Chapter 5.
Osprey: Improving Spotted Oligo Microarrays
The Importance of
Design Parameters
Contributed by Paul Gordon, Sun
Center of
Excellence for Visual Genomics, University of Calgary
Gordon PM, Sensen CW. Osprey: a comprehensive tool employing
novel methods for the design of oligonucleotides for DNA sequencing and
microarrays. Nucleic Acids Res. 2004 Sep 29;32(17):e133 [PubMed]
[PDF].
While it
is still fairly common to design oligo PCR primers manually
using the so-called Wallace Rule: G/C = 4°C, A/T = 2°C, summed
for
melting temperature; more accurate formulae exist that closely model
the thermodynamics of nucleotide binding. The need to calculate large
numbers of primers for genomic sequencing and the growing use of
microarrays have lead to the development of increasingly sophisticated
algorithms to improve the automation of oligo design.
Non-target
binding can cause sequencing reactions to be unusable,
and give false mRNA expression level readings in microarrays.

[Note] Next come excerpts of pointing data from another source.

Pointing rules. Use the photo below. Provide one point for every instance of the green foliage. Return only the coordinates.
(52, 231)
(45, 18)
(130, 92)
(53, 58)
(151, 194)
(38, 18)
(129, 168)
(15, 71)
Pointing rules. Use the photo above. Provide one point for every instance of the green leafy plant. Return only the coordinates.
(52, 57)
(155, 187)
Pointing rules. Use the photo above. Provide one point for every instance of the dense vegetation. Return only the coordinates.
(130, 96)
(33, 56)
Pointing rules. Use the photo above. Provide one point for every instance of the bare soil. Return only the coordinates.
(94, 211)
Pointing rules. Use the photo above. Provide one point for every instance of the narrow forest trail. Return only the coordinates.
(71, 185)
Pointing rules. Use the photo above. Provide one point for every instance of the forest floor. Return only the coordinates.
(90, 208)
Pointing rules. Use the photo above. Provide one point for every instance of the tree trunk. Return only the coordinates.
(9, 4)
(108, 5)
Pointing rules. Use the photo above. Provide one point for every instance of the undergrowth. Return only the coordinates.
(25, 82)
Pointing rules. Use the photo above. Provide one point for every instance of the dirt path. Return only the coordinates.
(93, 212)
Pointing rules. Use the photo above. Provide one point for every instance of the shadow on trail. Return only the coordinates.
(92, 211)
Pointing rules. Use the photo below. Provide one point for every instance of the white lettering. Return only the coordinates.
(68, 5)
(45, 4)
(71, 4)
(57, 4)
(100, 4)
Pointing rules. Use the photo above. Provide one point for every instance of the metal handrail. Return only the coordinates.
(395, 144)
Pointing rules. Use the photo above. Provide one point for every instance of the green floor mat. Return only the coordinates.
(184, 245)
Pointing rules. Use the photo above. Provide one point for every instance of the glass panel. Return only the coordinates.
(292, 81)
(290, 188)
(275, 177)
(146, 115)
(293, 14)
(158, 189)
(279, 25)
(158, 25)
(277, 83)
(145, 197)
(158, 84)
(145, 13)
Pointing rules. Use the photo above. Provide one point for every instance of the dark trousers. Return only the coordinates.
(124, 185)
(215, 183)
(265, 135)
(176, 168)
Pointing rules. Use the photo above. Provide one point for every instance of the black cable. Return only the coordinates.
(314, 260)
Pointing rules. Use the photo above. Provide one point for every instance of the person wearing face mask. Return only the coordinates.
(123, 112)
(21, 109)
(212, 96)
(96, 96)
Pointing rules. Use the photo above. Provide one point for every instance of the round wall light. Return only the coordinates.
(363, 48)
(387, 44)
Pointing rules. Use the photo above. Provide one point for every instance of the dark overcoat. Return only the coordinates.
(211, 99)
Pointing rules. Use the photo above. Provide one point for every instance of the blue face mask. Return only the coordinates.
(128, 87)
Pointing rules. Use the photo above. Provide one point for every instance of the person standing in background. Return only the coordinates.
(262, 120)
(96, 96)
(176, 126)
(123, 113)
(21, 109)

Bioinformaticians have approached this problem in a variety of
different ways. Oligodb filters out
low-complexity regions using dustn
without checking to determine if the sequences are repeated. ProbeWiz
explicitly
disables filtering, while other system manuals do not document this
aspect of the computation. Most programs use a simple BLAST search to
filter secondary binding based on percent mismatch, but this method has
disadvantages; small sequence stretches with evenly spaced mismatches
may not be found due to the heuristic nature of BLAST. Even if these
methods could find all matches, the Sarani
documentation
shows that the duplex melting temperature of two twenty (20) base
targets against the same oligo sequence can differ by 20°C when
both
targets have only two mismatches. Also, high GC regions bind with much
higher energy than low GC regions of similar length. The number of
pairwise matches is therefore not necessarily a good measure of melting
thermodynamics.
SantaLucia's
"unified" free energy parameters model, was derived
from the unification of previously described nearest neighbor (NN)
methods, and is generally considered the best model yet of DNA binding
thermodynamics for melting temperature and duplex stability. The NN
model assumes that summing the interaction energy of adjacent nucleic
acids on a strand is the best predictor of the whole duplex's
stability. Popular programs such as Primer3 are based on older NN
models that often work, but can deviate significantly (6°C) from
the
unified model, causing problems for experiments like microarrays, where
achieving a uniform melting temperature is very desirable.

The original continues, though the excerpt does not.